“Not usually,” said Kate shortly. If Emmie was nervy it was because she’d been caught out. “It’s been a trying day, I gather. Will you excuse me for a moment?”
Maybe there was an explanation. Maybe she’d misunderstood. Maybe the accounting was wrong.
Either way, Kate needed to know. She needed to hear it from Emmie’s own lips.
But by the time she found Emmie, diligently scrubbing plates, the engineers had come roaring in, and Kate found herself pressed into service with a ladle, dishing out pumpkin soup into tooth mugs. And then it was a regular melee as everyone rushed about collecting the tooth mugs to be rewashed for the chocolate pudding, setting out platters of cauliflower cheese and roast beef, parrying the banter of the engineers, who were in roaringly high spirits.
All the while, Kate couldn’t help looking around the table at her sisters in arms, seeing them as if for the first time, all of them with their own quirks, their capable hands and determined faces, Alice’s lacy jabot contrasting with her grimy uniform, Maud ostentatiously waving her engagement ring and speaking loudly of Henry, Liza trussed up in bandages from the waist up but pink cheeked and happy as could be with two engineers to help her manage her cutlery and grab her the best pieces of beef.
They all looked so sure of themselves, despite their ragged uniforms that could never be made entirely clean, no matter how Marie scrubbed them. It was an assurance that couldn’t be taught, an assurance that came of always having had a cook and housemaid, of knowing that Daddy was a lawyer or a professor or a banker. It sat on them like polish.

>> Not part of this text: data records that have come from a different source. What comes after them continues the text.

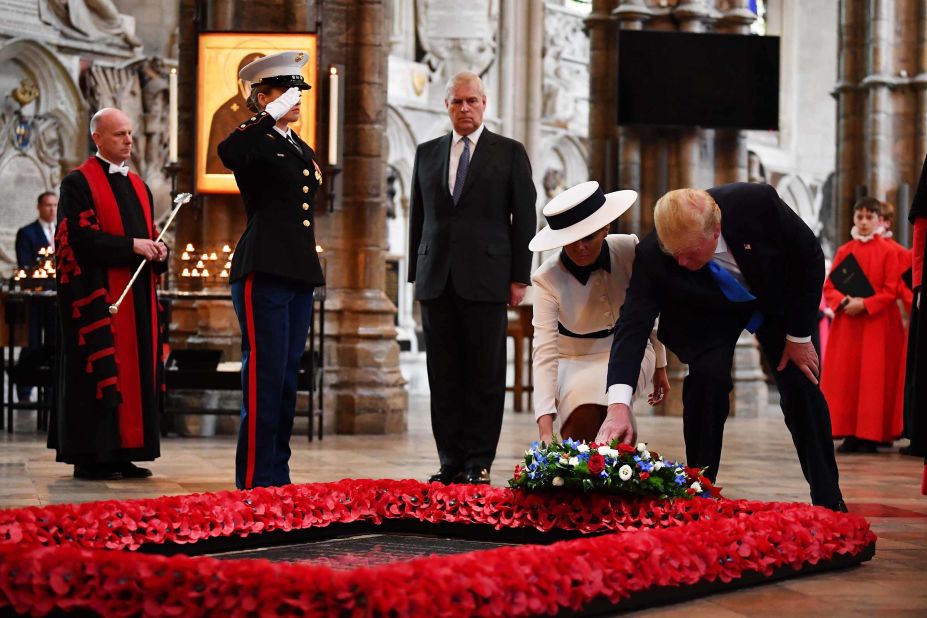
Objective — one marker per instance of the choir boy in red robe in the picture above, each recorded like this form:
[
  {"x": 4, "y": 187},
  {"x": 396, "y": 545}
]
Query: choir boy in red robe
[{"x": 864, "y": 351}]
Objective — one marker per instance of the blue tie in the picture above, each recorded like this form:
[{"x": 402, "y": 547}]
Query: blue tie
[
  {"x": 735, "y": 293},
  {"x": 462, "y": 167}
]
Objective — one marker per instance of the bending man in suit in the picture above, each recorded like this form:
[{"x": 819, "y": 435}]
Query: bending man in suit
[
  {"x": 472, "y": 214},
  {"x": 40, "y": 234},
  {"x": 720, "y": 261}
]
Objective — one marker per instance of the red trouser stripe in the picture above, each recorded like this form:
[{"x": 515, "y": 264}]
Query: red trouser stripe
[{"x": 252, "y": 381}]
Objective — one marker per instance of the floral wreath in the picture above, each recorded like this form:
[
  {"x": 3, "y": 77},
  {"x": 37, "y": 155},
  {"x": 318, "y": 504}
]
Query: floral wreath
[
  {"x": 613, "y": 468},
  {"x": 95, "y": 556}
]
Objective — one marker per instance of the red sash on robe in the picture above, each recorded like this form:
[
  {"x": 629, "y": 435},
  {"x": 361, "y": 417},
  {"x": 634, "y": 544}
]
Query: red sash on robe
[{"x": 131, "y": 427}]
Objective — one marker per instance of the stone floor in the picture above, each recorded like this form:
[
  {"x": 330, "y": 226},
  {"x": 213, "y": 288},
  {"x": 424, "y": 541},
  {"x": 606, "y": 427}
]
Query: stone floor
[{"x": 758, "y": 462}]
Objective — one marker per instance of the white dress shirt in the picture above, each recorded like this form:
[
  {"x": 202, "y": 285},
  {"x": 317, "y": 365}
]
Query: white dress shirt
[{"x": 456, "y": 151}]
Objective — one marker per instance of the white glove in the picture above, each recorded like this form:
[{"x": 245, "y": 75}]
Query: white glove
[{"x": 282, "y": 104}]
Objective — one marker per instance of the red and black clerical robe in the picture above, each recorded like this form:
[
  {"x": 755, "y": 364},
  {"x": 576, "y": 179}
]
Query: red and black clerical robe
[
  {"x": 109, "y": 369},
  {"x": 861, "y": 379},
  {"x": 915, "y": 392}
]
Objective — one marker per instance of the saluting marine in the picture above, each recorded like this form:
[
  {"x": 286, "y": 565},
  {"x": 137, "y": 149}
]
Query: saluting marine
[{"x": 278, "y": 177}]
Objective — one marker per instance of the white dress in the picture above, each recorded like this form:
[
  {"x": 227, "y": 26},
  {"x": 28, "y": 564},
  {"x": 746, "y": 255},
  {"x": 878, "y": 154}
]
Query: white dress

Kate, wearing the same uniform, no more ragged than the rest, felt, nonetheless, very small and shabby, as if they could see in her bones she was different, that she wasn’t pulling her weight. Her head ached with the din of all those voices, all those strident, confident, honking voices.
One of the engineers was asking her about her people, and Kate smiled and responded vaguely. It didn’t matter—he mostly wanted to talk about himself, anyway, but Kate felt naked, naked and a fraud. Only Julia sat silent, with Dr. Stringfellow on one side and Emmie’s British captain on the other.
Charity case, Julia had called Kate all those years ago, and Kate had burned at it, at the indignity of it, when she had never accepted a penny from Emmie, when she had been so very, very careful not to ever take anything from Emmie. But now—now she was what Julia had called her and worse.
Kate looked around the table, wondering what this made her. Not a proper member of the Unit, a member of their fellowship, but a sort of paid companion, only there due to the munificence of—what had that loathsome reporter called her? The noble descendant of one of our first families.
Emmie’s charity case.
Would this lunch never end?
Finally, finally, the tooth mugs were cleared a second time, sounds of repletion made, napkins dropped. Finally, finally, they could disperse and Kate wouldn’t have to keep smiling in a way that made her face hurt.
But then the engineers produced, with a great air of triumph, a Victrola.
“A dance!” cried Nell, hiking up her skirt and hopping out of her chair. “Huzzah!”
There was no hope for it after that. The tables were pushed aside, the dishes stacked haphazardly to await cleaning later; Marie was miraculously induced to produce coffee, and the luncheon turned into a dance, engineers and Smithies galloping around the makeshift dance floor in their rubber boots.
Julia, Kate noticed, had disappeared, and she was deeply tempted to do the same, but there were more men than women and she found herself yanked into first one dance and then another, dancing with a sameness of pink-cheeked, clean-shaven men who all seemed to have a first cousin once removed who was engaged to this or that Smith girl, and, say, wasn’t it a bully thing they were doing here.
Emmie’s Brit had been attached by Alice, who was attempting to lead him in a Viennese waltz, swirling and dipping with anxious gaiety.
Emmie, meanwhile, had busied herself quietly collecting plates, as if trying to make herself as small as she could. For a moment, their eyes met, and Kate saw pure misery, misery and guilt, before Emmie ducked her head and began stacking plates with renewed vigor. Kate tried to make her way across the room to her—this was absurd, they needed to talk about this, they couldn’t just go on being miserable at one another—but she was plucked off by an engineer in want of a dancing partner and neatly suborned into another dance.
Waltzing past her, Kate heard Maud’s voice, too loud as always. “Look at Emmie Van Alden sulking! She shouldn’t think she can monopolize DeWitt’s Biscuits just because she saw him first. Did no one ever teach her to share?”